Here we explain in detail how to re-create the Discogs-VI and Discogs-VI-YT datasets using a monthly Discogs dump.
Download the latest Discogs release dump. The Discogs database is growing and we can expect to build an even larger dataset using more recent dumps.
# create a folder for the metadata
mkdir -p data/discogs_metadata/
cd data/discogs_metadata/
wget https://discogs-data-dumps.s3-us-west-2.amazonaws.com/data/2024/discogs_20240701_releases.xml.gz
wget https://discogs-data-dumps.s3-us-west-2.amazonaws.com/data/2024/discogs_20240701_artists.xml.gz
# Unzip the files
gunzip discogs_20240701_releases.xml.gz
gunzip discogs_20240701_artists.xml.gz
If you are interested, each step of creating Discogs-VI from the downloaded dumps are described in the remainder of this section. Instead, you can use prepare_discogs_vi.sh and the whole process will be automated.

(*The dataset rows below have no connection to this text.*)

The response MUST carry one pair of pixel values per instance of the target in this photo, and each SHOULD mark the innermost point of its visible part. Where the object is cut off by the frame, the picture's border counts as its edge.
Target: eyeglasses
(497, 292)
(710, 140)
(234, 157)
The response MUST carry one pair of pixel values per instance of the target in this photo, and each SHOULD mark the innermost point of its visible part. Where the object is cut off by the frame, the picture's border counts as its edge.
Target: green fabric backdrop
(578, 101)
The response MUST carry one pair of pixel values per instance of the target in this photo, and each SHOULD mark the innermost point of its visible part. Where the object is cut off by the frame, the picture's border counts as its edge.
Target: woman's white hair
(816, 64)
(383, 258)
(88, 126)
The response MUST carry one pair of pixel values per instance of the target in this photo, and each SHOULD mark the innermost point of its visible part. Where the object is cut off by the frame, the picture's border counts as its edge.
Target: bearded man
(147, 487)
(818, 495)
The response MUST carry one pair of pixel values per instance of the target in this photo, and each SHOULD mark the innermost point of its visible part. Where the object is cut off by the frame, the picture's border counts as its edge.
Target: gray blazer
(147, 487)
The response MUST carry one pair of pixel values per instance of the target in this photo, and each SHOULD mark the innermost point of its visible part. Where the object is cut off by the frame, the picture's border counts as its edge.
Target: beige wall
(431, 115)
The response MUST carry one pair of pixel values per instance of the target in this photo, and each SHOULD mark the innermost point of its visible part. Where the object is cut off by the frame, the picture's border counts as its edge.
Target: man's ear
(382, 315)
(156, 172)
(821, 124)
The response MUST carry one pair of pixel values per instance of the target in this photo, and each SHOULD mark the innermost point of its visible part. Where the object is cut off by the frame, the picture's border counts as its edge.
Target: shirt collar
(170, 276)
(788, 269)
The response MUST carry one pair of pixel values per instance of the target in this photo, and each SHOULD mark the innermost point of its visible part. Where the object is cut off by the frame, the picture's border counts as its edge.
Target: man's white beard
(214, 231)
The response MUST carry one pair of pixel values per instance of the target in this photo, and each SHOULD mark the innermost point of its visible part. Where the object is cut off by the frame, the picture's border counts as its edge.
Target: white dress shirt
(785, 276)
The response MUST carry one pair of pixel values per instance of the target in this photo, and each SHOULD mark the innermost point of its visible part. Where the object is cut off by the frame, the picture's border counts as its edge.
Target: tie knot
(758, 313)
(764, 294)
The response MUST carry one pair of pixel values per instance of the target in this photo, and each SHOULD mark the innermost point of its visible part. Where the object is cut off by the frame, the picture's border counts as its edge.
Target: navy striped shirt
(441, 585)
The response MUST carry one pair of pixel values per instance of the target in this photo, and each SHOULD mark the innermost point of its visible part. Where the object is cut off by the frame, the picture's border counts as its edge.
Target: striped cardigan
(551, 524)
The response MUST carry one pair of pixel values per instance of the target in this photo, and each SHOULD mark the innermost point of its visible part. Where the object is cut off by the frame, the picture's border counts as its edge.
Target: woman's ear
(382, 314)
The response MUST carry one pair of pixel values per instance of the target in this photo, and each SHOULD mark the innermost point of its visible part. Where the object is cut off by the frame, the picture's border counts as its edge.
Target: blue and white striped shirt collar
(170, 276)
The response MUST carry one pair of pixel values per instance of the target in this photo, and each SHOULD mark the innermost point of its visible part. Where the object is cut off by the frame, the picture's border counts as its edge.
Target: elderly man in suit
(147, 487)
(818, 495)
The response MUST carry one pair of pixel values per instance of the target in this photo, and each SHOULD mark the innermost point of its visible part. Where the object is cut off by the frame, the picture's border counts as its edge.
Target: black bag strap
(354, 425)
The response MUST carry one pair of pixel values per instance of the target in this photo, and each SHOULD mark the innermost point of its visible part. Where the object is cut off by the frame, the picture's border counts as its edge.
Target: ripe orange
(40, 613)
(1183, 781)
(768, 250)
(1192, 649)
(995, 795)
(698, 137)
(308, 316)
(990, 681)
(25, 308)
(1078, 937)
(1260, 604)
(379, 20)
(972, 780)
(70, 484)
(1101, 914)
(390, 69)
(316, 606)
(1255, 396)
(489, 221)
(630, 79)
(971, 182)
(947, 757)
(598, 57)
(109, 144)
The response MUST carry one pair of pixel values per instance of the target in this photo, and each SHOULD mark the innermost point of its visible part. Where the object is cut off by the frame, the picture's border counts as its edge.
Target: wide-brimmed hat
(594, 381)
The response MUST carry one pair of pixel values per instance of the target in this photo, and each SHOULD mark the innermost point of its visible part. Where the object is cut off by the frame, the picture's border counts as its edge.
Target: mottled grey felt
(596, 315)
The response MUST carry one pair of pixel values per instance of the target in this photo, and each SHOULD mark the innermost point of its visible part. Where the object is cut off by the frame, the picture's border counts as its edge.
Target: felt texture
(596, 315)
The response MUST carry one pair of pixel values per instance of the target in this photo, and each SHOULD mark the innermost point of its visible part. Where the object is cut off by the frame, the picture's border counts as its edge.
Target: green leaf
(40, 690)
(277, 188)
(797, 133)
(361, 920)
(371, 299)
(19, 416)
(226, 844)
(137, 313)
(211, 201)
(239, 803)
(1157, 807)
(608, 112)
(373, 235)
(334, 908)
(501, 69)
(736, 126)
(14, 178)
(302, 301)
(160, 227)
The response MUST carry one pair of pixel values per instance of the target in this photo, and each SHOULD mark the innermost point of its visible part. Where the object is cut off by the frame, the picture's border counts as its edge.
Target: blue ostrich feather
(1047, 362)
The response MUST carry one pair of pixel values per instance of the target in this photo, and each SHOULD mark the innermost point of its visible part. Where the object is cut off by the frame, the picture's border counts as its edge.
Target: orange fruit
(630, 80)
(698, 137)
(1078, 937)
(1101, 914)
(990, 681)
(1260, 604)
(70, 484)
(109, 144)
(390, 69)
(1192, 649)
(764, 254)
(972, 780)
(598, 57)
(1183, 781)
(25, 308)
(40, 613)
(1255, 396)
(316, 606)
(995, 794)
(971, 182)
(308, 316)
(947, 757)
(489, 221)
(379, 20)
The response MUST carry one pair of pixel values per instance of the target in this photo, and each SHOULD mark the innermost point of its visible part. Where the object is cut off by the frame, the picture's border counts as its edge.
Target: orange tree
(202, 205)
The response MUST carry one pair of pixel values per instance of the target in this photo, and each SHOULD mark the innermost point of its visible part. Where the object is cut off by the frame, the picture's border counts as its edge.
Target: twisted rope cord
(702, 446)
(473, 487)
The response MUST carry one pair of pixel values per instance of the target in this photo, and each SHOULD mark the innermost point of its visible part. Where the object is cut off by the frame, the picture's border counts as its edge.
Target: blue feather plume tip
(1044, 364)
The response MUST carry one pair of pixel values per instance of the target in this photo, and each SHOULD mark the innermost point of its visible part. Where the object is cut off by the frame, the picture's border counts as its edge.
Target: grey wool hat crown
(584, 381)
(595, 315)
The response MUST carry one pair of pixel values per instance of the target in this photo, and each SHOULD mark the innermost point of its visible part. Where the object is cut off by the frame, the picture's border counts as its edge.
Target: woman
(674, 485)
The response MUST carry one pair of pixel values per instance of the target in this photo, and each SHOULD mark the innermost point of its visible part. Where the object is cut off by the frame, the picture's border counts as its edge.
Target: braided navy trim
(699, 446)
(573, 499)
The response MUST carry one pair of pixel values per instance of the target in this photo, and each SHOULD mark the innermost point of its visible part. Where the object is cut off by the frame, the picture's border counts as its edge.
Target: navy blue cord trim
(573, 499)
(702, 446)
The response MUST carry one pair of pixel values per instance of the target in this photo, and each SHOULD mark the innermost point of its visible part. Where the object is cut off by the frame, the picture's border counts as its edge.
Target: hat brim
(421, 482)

./prepare_discogs_vi.sh data/discogs_metadata/discogs_20240701_releases.xml data/discogs_metadata/discogs_20240701_artists.xml 1
Parse the XML files, pre-process, and convert to JSON. You can run these two scripts in parallel, i.e. they do not depend on each other and discogs_20240701_releases.xml takes a long time to process. The prepocessing will prepare and unify the fields and remove metadata that are irrelevant to the task.
$ python discogs_vi/preprocess_releases_xml.py discogs_20240701_releases.xml
> Processed 17,402,065 releases
>                    3 releases skipped due to errors
> Total processing time: 03:16:55
> Done!
$ python discogs_vi/preprocess_artists_xml.py discogs_20240701_artists.xml
>  9,187,518 artists loaded
> Total processing time: 00:06:10
There are problems related to artist IDs and relationships. In order to deal with them we clean the artists file.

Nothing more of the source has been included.